Nvidia a obtenu des engagements de six grands gestionnaires d'actifs de Wall Street pour une initiative de financement de 500 milliards de dollars visant à transformer les puces d'IA en une nouvelle catégorie d'actifs d'investissement.
Le plan tire parti du crédit institutionnel, des fonds d'assurance et du capital privé pour souscrire des ressources de calcul basées sur les GPU, permettant ainsi aux clients d'accéder au financement sans s'appuyer uniquement sur leurs propres bilans.

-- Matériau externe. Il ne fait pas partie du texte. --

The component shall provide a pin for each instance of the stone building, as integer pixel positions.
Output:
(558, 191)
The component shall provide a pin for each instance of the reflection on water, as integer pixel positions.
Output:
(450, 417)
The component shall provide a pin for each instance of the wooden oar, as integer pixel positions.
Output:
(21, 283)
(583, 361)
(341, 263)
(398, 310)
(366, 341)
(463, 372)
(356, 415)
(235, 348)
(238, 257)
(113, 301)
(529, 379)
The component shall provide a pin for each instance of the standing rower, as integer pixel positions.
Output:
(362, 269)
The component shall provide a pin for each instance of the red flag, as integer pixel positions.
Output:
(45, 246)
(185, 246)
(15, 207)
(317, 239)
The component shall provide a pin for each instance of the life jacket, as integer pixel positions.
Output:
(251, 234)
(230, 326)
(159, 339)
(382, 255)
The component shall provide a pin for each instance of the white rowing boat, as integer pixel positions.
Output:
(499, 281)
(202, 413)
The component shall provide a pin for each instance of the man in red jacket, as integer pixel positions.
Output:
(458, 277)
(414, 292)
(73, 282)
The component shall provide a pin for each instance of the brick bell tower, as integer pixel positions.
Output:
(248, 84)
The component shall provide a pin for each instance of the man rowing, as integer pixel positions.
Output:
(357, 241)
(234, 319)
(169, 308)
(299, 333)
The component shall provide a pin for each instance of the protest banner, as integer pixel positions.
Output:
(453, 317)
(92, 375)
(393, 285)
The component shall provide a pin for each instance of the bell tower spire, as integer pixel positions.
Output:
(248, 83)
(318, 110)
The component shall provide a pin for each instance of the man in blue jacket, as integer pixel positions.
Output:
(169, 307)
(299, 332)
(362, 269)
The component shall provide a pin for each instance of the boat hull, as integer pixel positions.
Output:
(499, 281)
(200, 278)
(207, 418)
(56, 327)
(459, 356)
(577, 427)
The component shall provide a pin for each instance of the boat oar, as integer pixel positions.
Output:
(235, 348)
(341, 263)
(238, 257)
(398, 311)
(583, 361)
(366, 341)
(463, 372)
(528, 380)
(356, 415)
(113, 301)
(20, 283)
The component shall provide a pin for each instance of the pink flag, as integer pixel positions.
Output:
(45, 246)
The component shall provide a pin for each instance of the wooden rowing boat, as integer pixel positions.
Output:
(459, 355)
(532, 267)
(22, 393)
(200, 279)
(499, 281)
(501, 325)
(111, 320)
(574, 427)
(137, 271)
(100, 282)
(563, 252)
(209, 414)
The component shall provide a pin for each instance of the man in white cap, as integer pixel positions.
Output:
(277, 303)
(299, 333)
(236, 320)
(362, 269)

En réponse, le PDG de Nvidia, Jensen Huang, a souligné que l'intelligence artificielle évoluait vers un actif durable et bancable semblable à l'électricité ou à Internet. Il a décrit le changement comme un changement fondamental dans la façon dont l'informatique est perçue, la positionnant comme une infrastructure essentielle plutôt qu'un matériel éphémère. Les dirigeants de Wall Street impliqués dans le projet ont exprimé leur optimisme quant aux implications pour la croissance économique mondiale. Le PDG de BlackRock, Larry Fink, a comparé l'initiative à la création de titres adossés à des prêts hypothécaires dans les années 1970, suggérant qu'elle pourrait redéfinir l'ingénierie financière. Il a noté que certains fonds avaient déjà été obtenus et que BlackRock avait l'intention d'en lever beaucoup plus.
Le PDG de Goldman Sachs, David Solomon, a qualifié cette collaboration de moment charnière du cycle d'investissement dans l'IA, soulignant la confiance de son entreprise dans le leadership de Nvidia. De même, le président de Blackstone, Jon Gray, a comparé l'IA aux prêts hypothécaires résidentiels, affirmant que la demande d'IA dépasse l'offre et que l'utilisation parmi les sociétés du portefeuille de Blackstone a été multipliée par sept cette année. La stratégie de financement s'appuie sur les efforts existants des gestionnaires d'actifs alternatifs pour canaliser le capital dans l'infrastructure numérique. Des sociétés comme Apollo et Blackstone ont déjà financé des entreprises telles que Anthropic, démontrant une tendance plus large à traiter les actifs liés à l'IA comme des opportunités d'investissement viables.
En permettant aux clients d'emprunter contre leurs capacités de calcul, Nvidia crée effectivement un nouvel instrument financier, qui permet aux entreprises de tirer parti de leur infrastructure d'IA comme garantie. Cette approche s'aligne sur la reconnaissance croissante que les technologies basées sur l'IA deviennent intégrales aux opérations commerciales modernes, nécessitant de nouvelles formes de déploiement de capital.
Par exemple, les actions d'Alphabet ont diminué alors que les investisseurs s'inquiètent de la concurrence du modèle de financement de Nvidia, qui pourrait menacer la viabilité des solutions de silicium personnalisées. Certains analystes suggèrent que la montée du financement de l'IA pourrait remodeler la dynamique concurrentielle au sein de l'industrie des semi-conducteurs, favorisant les entreprises capables d'offrir des solutions d'infrastructure évolutives et bancables. Au-delà du secteur financier, le boom de l'IA influence également le discours public.
Bien que ce développement semble distinct des initiatives de financement de Nvidia, il souligne l'impact culturel et économique plus large des technologies d'IA. Alors que la course à la domination de l'infrastructure d'IA s'intensifie, l'intersection de la technologie, de la finance et de la politique restera probablement un point focal pour les investisseurs et les régulateurs.